# Welches System das beste für programmierer. Linux oder Windows



## RobertVox1977 (9. Feb 2014)

Hallo,

es geht mir nicht darum welches der Systeme das Beste ist aber welches die bessere Option für J2EE Entwickler ist. 
Was für Vorteilen hat z. B. Linux, was für Erleiterungen hat Linux, die die Arbeit leichter machen.
Meiner Meinung nach  das ist ganz transparent für J2EE Entwickler ob er Windows oder Linux benutzt, es sei denn.. ja.. genau.. vielleicht berücksichtige ich etwas nicht 

Entschuldigung für mein  Deutsch. Nicht meine Muttersprache


----------



## frapo (9. Feb 2014)

Linux ist von Grund auf als Serversystem geeignet, Windows nicht. 
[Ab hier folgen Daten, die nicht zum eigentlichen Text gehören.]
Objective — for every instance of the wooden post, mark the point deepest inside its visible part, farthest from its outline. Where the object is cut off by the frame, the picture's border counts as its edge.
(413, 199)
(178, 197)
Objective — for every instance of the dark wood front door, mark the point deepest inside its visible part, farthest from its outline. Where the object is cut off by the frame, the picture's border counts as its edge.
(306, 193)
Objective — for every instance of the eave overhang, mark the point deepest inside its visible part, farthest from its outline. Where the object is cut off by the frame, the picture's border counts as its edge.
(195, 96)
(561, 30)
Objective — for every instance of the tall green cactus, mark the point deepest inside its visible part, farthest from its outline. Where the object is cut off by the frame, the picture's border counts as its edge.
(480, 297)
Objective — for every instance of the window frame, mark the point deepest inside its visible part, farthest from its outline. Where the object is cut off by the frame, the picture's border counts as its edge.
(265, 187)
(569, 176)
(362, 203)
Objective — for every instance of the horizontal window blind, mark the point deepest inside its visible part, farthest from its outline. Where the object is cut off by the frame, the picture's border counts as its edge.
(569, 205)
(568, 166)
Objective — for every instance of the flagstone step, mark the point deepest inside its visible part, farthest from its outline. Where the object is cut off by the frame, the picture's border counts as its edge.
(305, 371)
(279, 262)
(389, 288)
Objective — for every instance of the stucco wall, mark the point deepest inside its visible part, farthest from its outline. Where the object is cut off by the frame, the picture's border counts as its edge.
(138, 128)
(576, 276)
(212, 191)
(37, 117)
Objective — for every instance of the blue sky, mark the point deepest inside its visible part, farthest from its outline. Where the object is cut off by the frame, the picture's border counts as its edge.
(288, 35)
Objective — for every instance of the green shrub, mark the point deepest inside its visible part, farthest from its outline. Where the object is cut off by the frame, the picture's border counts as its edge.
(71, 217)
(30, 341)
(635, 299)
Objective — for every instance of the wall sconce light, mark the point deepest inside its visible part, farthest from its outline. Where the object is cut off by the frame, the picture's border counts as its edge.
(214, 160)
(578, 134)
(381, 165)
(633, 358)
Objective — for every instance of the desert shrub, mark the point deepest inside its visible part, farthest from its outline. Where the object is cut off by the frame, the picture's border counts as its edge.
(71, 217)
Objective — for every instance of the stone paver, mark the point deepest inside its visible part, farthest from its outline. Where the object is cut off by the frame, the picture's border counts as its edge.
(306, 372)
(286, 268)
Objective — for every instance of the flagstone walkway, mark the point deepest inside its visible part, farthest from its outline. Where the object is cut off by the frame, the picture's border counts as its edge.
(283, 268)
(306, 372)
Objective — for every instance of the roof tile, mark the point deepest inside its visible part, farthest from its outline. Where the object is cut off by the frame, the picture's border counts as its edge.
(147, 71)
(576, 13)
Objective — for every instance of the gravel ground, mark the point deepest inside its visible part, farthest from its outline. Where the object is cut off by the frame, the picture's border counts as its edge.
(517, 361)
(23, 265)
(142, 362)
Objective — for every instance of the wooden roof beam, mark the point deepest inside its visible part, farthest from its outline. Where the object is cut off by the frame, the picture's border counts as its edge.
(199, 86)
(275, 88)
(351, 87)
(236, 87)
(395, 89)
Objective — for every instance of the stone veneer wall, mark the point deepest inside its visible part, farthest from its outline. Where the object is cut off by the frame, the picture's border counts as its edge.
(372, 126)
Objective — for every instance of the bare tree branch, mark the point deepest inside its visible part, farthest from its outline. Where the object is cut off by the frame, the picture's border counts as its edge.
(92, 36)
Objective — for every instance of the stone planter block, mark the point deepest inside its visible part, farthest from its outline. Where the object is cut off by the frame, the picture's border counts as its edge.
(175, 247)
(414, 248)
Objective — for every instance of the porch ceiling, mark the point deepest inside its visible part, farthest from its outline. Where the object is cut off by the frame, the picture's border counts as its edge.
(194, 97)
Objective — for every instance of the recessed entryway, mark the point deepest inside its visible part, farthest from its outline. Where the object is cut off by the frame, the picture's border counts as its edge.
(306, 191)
Das heißt Du müsstest Dir einen Win-Server kaufen (bzw. die Lizenz dafür) erwerben, diese kosten fallen bei Linux halt weg.

Linux wird im Netz auch deutlich häufiger als Server betrieben, als Win-Server. Das wird nicht ohne Grund so sein.

Dann kommt es auch drauf an, was Du genau machen möchtest. Reicht Dir Apache/Tomcat? Soll es ein Applicationserver wie JBoss sein?


----------



## JavaMeister (9. Feb 2014)

> Linux ist von Grund auf als Serversystem geeignet, Windows nicht.



lol.



> Linux wird im Netz auch deutlich häufiger als Server betrieben, als Win-Server. Das wird nicht ohne Grund so sein.



Grund Lizenzkosten. Windows benötigt in minimalen mehr Ressourcen als ein Linux-Basiertes system.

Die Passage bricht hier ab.